By Brian Sherman for The Island Eye News
The Isle of Palms City Council is expected to vote in June on a measure that would give island residents the opportunity to decide in a referendum on whether to reduce the size of the Council from nine to seven members. Following a discussion at the Council’s May 24 meeting, the Personnel Committee, chaired by John Bogosian, was directed to prepare an ordinance for the full Council to consider June 28. The city’s governing body must pass two readings of the ordinance to meet the Charleston County Board of Elections & Voter Registration’s August deadline to add the item to the Nov. 8 ballot.

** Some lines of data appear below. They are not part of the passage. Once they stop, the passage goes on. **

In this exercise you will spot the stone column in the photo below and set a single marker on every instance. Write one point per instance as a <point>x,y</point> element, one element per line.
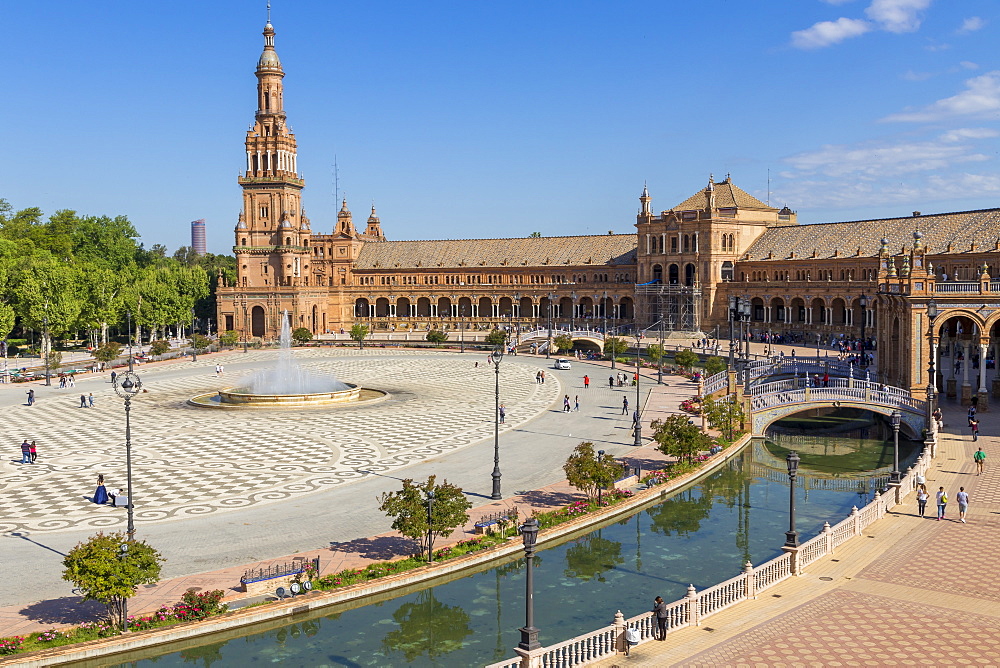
<point>966,363</point>
<point>983,402</point>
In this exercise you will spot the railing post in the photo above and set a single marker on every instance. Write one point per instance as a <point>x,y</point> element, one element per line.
<point>619,623</point>
<point>694,618</point>
<point>751,581</point>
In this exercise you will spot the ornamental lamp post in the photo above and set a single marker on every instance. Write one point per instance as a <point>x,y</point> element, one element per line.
<point>430,526</point>
<point>895,418</point>
<point>791,536</point>
<point>126,386</point>
<point>638,417</point>
<point>529,634</point>
<point>495,358</point>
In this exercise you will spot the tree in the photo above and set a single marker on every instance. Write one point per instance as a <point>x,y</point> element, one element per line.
<point>229,338</point>
<point>714,365</point>
<point>408,508</point>
<point>108,352</point>
<point>562,342</point>
<point>685,358</point>
<point>102,572</point>
<point>497,337</point>
<point>677,437</point>
<point>588,471</point>
<point>358,333</point>
<point>436,336</point>
<point>615,346</point>
<point>725,414</point>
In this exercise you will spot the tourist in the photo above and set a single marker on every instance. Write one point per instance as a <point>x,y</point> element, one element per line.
<point>101,495</point>
<point>942,501</point>
<point>980,459</point>
<point>660,608</point>
<point>963,503</point>
<point>922,497</point>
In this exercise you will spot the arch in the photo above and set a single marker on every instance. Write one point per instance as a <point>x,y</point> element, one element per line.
<point>362,308</point>
<point>257,321</point>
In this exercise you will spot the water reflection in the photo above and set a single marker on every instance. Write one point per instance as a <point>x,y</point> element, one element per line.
<point>702,536</point>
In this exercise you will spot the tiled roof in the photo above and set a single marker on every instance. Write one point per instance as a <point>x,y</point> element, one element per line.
<point>610,249</point>
<point>726,195</point>
<point>937,230</point>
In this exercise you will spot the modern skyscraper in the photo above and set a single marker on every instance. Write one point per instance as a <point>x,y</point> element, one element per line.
<point>198,243</point>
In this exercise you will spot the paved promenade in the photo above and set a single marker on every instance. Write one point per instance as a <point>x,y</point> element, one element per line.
<point>911,591</point>
<point>211,548</point>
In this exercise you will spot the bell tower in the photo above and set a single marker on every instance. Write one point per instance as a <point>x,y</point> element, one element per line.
<point>272,234</point>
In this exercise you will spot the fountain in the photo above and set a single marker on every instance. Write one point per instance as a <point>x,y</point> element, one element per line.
<point>286,385</point>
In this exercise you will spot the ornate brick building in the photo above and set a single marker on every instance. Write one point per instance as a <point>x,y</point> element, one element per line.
<point>680,268</point>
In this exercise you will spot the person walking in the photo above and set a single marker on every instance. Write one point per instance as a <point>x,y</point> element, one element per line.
<point>660,608</point>
<point>963,503</point>
<point>980,459</point>
<point>942,500</point>
<point>922,497</point>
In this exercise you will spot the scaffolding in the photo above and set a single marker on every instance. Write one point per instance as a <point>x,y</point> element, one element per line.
<point>678,306</point>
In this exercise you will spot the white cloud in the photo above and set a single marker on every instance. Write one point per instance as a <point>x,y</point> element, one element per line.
<point>826,33</point>
<point>972,24</point>
<point>897,15</point>
<point>980,99</point>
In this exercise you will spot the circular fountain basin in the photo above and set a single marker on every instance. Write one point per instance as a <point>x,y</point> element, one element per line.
<point>234,398</point>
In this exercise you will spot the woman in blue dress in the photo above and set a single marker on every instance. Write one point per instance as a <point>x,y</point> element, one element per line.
<point>101,495</point>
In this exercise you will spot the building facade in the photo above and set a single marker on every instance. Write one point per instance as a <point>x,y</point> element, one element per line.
<point>679,271</point>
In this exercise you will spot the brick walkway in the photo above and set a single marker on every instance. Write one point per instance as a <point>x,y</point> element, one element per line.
<point>66,611</point>
<point>912,591</point>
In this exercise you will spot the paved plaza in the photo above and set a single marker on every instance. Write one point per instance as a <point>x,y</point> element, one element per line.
<point>218,488</point>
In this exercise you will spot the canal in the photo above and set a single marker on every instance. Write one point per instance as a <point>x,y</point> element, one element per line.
<point>702,535</point>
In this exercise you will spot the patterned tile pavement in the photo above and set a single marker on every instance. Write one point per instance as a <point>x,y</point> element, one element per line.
<point>197,461</point>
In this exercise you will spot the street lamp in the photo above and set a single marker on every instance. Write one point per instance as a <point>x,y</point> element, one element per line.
<point>430,526</point>
<point>895,417</point>
<point>600,488</point>
<point>863,302</point>
<point>791,536</point>
<point>126,386</point>
<point>638,421</point>
<point>529,634</point>
<point>495,358</point>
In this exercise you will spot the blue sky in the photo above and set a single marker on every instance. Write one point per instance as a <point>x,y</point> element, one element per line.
<point>474,119</point>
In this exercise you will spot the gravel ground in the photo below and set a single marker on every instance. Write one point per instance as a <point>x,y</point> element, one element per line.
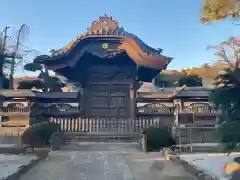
<point>213,165</point>
<point>111,162</point>
<point>10,164</point>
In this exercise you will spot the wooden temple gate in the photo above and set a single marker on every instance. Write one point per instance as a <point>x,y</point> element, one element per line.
<point>105,125</point>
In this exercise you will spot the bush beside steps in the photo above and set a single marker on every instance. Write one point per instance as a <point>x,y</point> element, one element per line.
<point>158,138</point>
<point>39,135</point>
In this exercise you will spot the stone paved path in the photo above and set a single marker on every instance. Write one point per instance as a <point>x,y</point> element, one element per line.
<point>110,162</point>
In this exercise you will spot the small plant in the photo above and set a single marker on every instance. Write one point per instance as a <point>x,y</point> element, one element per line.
<point>40,134</point>
<point>158,138</point>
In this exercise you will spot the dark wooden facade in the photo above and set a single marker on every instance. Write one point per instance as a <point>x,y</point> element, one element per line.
<point>108,62</point>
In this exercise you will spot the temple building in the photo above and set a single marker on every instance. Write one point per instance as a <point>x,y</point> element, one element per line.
<point>109,63</point>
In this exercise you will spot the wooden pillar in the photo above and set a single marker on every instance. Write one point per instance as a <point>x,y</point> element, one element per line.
<point>132,101</point>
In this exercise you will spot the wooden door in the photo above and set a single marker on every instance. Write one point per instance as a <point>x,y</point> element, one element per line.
<point>109,101</point>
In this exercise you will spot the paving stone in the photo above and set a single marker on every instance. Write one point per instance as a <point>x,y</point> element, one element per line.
<point>116,162</point>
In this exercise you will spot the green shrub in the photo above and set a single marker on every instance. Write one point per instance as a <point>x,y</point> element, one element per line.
<point>158,138</point>
<point>40,134</point>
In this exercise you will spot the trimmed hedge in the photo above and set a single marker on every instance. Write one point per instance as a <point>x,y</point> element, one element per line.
<point>40,134</point>
<point>158,138</point>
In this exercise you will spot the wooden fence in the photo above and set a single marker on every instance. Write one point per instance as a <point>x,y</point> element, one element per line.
<point>111,125</point>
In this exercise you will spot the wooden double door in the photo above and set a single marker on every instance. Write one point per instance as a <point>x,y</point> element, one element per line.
<point>107,101</point>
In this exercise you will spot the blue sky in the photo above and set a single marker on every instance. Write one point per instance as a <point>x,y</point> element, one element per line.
<point>173,25</point>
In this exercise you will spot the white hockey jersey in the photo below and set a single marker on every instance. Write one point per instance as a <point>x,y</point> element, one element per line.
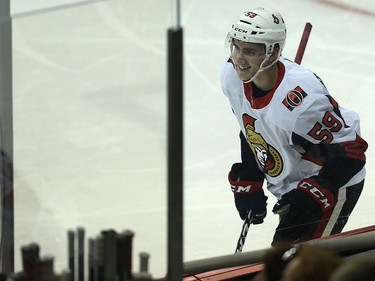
<point>299,105</point>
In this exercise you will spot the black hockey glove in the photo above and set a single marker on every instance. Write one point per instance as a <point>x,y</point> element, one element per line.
<point>248,194</point>
<point>301,209</point>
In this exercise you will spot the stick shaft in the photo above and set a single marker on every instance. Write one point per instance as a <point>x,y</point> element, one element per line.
<point>245,228</point>
<point>303,43</point>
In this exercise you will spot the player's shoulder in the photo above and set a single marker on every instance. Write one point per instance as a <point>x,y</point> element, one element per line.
<point>300,86</point>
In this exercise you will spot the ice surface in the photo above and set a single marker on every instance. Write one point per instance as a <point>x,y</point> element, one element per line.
<point>90,118</point>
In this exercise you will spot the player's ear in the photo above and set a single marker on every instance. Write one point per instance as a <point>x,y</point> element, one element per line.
<point>275,53</point>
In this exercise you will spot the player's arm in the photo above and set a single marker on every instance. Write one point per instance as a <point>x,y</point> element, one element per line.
<point>329,142</point>
<point>246,180</point>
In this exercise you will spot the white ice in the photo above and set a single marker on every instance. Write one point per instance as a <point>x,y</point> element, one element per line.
<point>90,97</point>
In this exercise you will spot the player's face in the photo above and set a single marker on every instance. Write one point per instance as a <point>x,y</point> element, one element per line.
<point>247,58</point>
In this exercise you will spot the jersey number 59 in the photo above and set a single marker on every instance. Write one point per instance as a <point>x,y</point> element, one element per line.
<point>322,131</point>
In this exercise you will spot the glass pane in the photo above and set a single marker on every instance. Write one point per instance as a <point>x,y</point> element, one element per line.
<point>90,126</point>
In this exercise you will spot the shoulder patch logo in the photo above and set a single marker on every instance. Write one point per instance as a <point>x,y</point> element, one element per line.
<point>294,98</point>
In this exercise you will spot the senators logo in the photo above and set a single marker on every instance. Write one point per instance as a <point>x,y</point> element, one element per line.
<point>268,157</point>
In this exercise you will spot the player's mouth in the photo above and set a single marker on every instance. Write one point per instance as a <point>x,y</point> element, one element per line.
<point>243,67</point>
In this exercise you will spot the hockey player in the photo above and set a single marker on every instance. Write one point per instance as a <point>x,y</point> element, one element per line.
<point>294,135</point>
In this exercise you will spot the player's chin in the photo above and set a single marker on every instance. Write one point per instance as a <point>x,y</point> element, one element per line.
<point>244,75</point>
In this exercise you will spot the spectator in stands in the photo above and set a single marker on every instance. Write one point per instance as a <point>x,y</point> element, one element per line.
<point>355,270</point>
<point>273,263</point>
<point>287,262</point>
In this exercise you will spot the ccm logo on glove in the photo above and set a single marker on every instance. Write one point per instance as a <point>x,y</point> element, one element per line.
<point>321,195</point>
<point>243,186</point>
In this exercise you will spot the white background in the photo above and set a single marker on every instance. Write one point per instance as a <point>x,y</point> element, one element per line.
<point>90,117</point>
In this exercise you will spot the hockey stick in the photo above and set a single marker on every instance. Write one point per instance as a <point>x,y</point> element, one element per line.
<point>245,228</point>
<point>299,55</point>
<point>303,43</point>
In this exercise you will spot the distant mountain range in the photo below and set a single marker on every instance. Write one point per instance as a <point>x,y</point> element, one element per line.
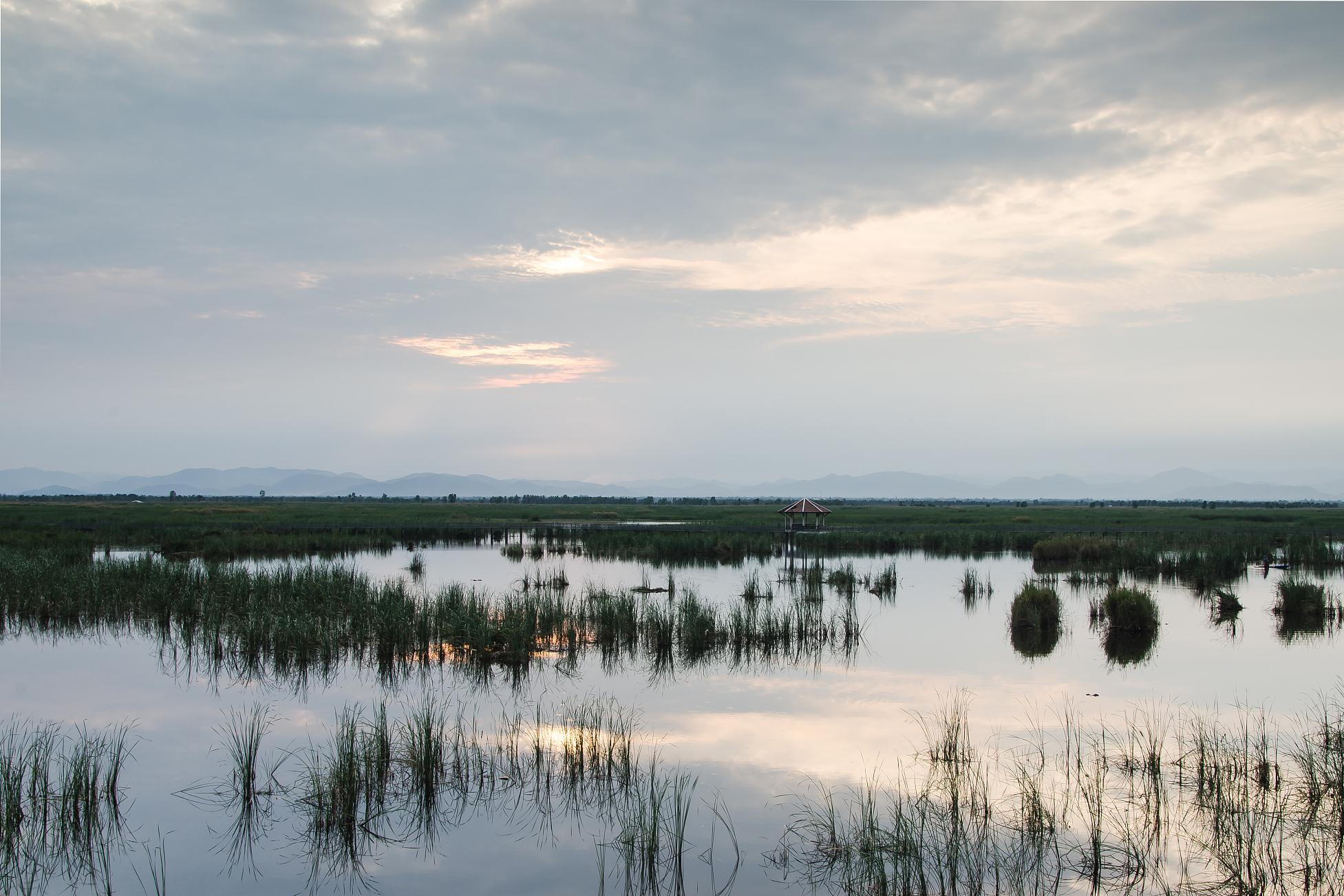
<point>1180,484</point>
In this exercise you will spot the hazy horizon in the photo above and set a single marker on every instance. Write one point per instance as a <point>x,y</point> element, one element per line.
<point>734,242</point>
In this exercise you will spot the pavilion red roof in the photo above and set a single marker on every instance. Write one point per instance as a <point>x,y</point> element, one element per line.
<point>805,505</point>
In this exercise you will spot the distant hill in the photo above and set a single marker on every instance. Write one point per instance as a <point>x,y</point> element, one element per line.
<point>1179,484</point>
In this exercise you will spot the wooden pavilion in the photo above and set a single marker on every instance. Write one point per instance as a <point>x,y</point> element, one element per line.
<point>802,508</point>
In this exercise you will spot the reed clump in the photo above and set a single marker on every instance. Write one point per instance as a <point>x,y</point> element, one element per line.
<point>1034,619</point>
<point>1225,606</point>
<point>756,588</point>
<point>1129,622</point>
<point>885,582</point>
<point>973,588</point>
<point>1129,610</point>
<point>1167,800</point>
<point>61,804</point>
<point>1305,609</point>
<point>293,621</point>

At its May 24 meeting, the Council also approved an ordinance to temporarily suspend meetings of all standing committees from July 1 through the end of the year and replace them with workshop meetings that include all Council members. Neither measure passed with the full blessing of the Council. Kevin Popson was adamant in his opposition to both proposed changes. “Since 1953, we’ve had standing committees and nine people on Council,” Popson said. “I must be living on a different island. I’ve lived here for 37 years, and nobody has come up to me and said the Council’s too big; you need to reduce it. And nobody has said get rid of the standing committees.”
“Why are we doing this now?” Popson asked. “Whose idea was it? I’d love to have it on the record. Was it an individual on Council? Was it two individuals on Council? Was it staff? I really would like to know where all this is coming from.” “And just to be clear, I’m not against referendums. I am against reducing it from nine to seven,” he added. “It’s not about being right or wrong. It’s just about changing the way you do business to some extent,” Mayor Phillip Pounds responded. “We’re way out of step with what others are doing. Does that make it right or wrong? Absolutely not. But when 98% of the municipalities of this state are doing it a different way, there must be something to that.”
“I see absolutely no downside in putting that out for a referendum to let our resident speak. We’re not voting on it. All we’re voting on is to take it to a referendum,” Pounds added. Jimmy Ward said he thinks a petition for a referendum should come from the citizens of the island rather than from the Council, while Katie Miars commented that “It would be really interesting to have the residents tell us what they think, one way or the other.” Blair Hahn suggested that there should be a meeting that includes Council members and citizens who have an opinion on the proposed changes.
“What we need is information, both on this Council and with the public so everyone understands and can make an informed decision,” Hahn said. Jan Anderson suggested waiting until the workshop experiment is completed before deciding what to do with the size of the Council, while Scott Pierce said “Being brought to the residents to decide is the best possible outcome.” The Council voted 5-4 in March 2021 to hold a referendum on the size of the Council, but by June, when the measure came up for a vote, then-Mayor Jimmy Carroll had changed his mind. As a result, the vote went 5-4 in the other direction. Last year’s referendum was nonbinding, which means the Council had the option to overrule the will of the electorate. The plan would have been phased in over two election cycles, so the Council would not have been reduced to seven members until 2027.
In other action May 24, the IOP Council approved the budget ordinance for the fiscal year beginning July 1, 2022; voted unanimously to give the Spirit of the Island Award to Jim Thompson; and approved the Personnel Committee’s recommendations to appoint Chrissy Lorenz, Barb Bergwerf and Chas Akers to the Accommodations Tax Advisory Committee and Jeff Rubin to the Planning Commission. One vacancy remains on the ATAX Committee, following the resignation of four members earlier this year. The Committee is supposed to have two members from the hospitality sector, but only one, Lorenz, filed an application. Bogosian said Bobby Ross withdrew from consideration for a spot on the Committee. Bogosian pointed out that if no additional applications were filed by the end of May, the Personnel Committee would reconsider applications that were submitted previously.
“There’s some flexibility,” Bogosian said. “If no one applies, we’ll revisit some that don’t necessarily fit hospitality.”